How Dogs Migrated to America From Ice Age Siberia 15,000 Years Ago

Northern Siberians and ancestral native Americans may have traded pups at the time

A wolf stands on a snow covered mountain. The wolf is howling up towards the sky.
All dogs with the genetic signature A2b descended from the same Siberian canines roughly 23,000 years ago Jim Peaco; Photo has been cropped for article purposes by ZeWrestler, Public domain, via Wikimedia Commons

Dogs have been companions to humans for many millennia, but exactly when this relationship started is highly debated among scientists.

A study published this week in the Proceedings of the National Academy of Sciences reveals that canine domestication may have first occurred in Siberia 23,000 years ago when humans and wolves were isolated together during the Last Glacial Maximum.
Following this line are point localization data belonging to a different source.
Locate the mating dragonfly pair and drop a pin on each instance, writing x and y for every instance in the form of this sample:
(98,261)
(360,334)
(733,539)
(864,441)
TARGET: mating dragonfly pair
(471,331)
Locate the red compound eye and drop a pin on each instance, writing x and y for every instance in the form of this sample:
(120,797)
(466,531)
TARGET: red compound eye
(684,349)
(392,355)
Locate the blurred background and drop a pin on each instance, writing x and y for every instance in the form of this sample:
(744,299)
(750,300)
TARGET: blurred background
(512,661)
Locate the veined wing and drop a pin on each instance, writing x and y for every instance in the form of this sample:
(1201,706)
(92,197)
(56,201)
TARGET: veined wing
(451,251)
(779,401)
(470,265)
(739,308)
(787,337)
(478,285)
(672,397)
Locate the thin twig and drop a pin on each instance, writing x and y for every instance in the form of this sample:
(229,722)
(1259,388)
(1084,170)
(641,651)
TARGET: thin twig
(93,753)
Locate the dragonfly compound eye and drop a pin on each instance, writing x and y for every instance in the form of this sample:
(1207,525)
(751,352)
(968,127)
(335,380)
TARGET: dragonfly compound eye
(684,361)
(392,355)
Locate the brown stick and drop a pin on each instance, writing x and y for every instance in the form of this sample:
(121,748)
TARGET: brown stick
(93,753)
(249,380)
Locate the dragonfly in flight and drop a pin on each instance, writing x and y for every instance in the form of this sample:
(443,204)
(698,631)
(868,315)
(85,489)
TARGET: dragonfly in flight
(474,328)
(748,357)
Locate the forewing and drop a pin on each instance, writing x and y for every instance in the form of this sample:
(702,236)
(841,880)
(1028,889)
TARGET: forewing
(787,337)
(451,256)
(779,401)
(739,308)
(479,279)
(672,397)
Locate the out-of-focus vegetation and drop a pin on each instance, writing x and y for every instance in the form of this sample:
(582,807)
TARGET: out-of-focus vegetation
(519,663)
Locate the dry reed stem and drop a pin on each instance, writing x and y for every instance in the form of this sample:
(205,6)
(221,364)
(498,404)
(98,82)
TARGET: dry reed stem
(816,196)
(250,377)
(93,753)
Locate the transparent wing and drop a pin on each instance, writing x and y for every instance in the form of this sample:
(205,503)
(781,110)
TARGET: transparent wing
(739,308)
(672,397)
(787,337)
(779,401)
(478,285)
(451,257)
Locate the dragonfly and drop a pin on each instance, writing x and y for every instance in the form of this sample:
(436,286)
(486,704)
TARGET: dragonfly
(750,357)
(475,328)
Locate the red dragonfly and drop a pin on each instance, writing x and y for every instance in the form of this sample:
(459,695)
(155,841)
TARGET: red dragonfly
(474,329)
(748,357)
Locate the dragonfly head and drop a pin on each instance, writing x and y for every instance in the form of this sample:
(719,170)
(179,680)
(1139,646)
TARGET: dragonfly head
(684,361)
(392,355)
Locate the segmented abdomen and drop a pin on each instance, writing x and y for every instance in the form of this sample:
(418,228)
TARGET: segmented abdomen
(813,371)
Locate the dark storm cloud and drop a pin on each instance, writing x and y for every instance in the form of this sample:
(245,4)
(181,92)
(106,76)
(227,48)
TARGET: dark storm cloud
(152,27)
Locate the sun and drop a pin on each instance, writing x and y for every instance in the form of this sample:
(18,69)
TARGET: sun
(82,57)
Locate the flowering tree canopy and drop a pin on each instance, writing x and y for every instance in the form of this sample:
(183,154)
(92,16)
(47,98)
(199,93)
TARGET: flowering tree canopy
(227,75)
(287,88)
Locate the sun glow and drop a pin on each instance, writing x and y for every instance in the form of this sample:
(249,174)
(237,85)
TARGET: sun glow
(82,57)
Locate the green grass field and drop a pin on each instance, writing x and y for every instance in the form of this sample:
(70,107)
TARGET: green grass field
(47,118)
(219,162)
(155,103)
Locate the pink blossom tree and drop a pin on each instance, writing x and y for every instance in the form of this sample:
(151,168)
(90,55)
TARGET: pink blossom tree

After this initial domestication event, dogs most likely followed humans when they migrated across the Bering Land Bridge from East Asia to the Americas 15,000 years ago, reports Megan Marples for CNN.

"Wolves likely learned that scavenging from humans regularly was an easy free meal, while humans allowed this to happen so long as wolves were not aggressive or threatening," Angela Perri, an archaeologist at Durham University and lead author of the study tells CNN.

The study was brought to fruition after Perri and her co-authors—David Meltzer, an archeologist at Southern Methodist University, and Gregor Larson, a scientist from Oxford University—were brainstorming how DNA evidence tells the story of migrating humans and dogs, reports James Gorman for the New York Times. After the authors scribbled down ideas on a whiteboard, they saw that both humans and canines had similar migration patterns and divergence that could explain how dogs and humans began their bond, reports the New York Times.

To see if the similarities between the timelines linked up with archeological evidence, Perri and her team analyzed the genome of 200 ancient dogs from around the world. They found that the canines had one genetic signature, A2b, in common. Once they reached the New World 15,000 years ago, they dispersed into four groups, reports David Grimm for Science.

The researchers found this dispersal matched a similar migration pattern of ancestral Native Americans that descended from Northern Siberia about 21,000 years ago. Connecting these timeline events between humans and dogs, the researchers concluded that humans must have brought dogs into the Americas somewhere around 15,000 years ago.

“Dogs are not going to go to the new world without people,” Meltzer tells the New York Times.

Further exploring the dogs’ genetic evidence, the team found all dogs with the genetic signature A2b descended from the same Siberian canines roughly 23,000 years ago, Science reports.

Looking back at human’s ancestral timeline and genetic evidence, the researchers found that ancient Northern Siberians intermingled with ancestral Native Americans before crossing the land bridge into the Americas. These meetings could have resulted in the two groups of people trading pups.

“People are exchanging information, they’re exchanging mates, they’re maybe exchanging their wolf pups,” Meltzer tells the New York Times.

While there is strong evidence that the initial domestication event occurred 23,000 years ago, the study relied only on mitochondrial DNA and could be missing the complete picture of domestication events, explains Pontus Skoglund, an ancient canine DNA expert from Crick Institute in London who was not involved in the study, to the New York Times. Likewise, Peter Savolainen, a geneticist at the Royal Institute of Technology, tells Science that the A2b signature has been found in other places in the world and is not unique to dogs in the Americas as the researchers suggested.

Still, the study reveals how the relationship between humans and dogs may have begun and how it may have dispersed across the globe. Perri and her team plan on looking at older dog fossils to gather more evidence.

"We have long known that the first Americans must have possessed well-honed hunting skills, the geological know-how to find stone and other necessary materials and been ready for new challenges," Meltzer tells Peter Dockrill for Science Alert. "The dogs that accompanied them as they entered this completely new world may have been as much a part of their cultural repertoire as the stone tools they carried."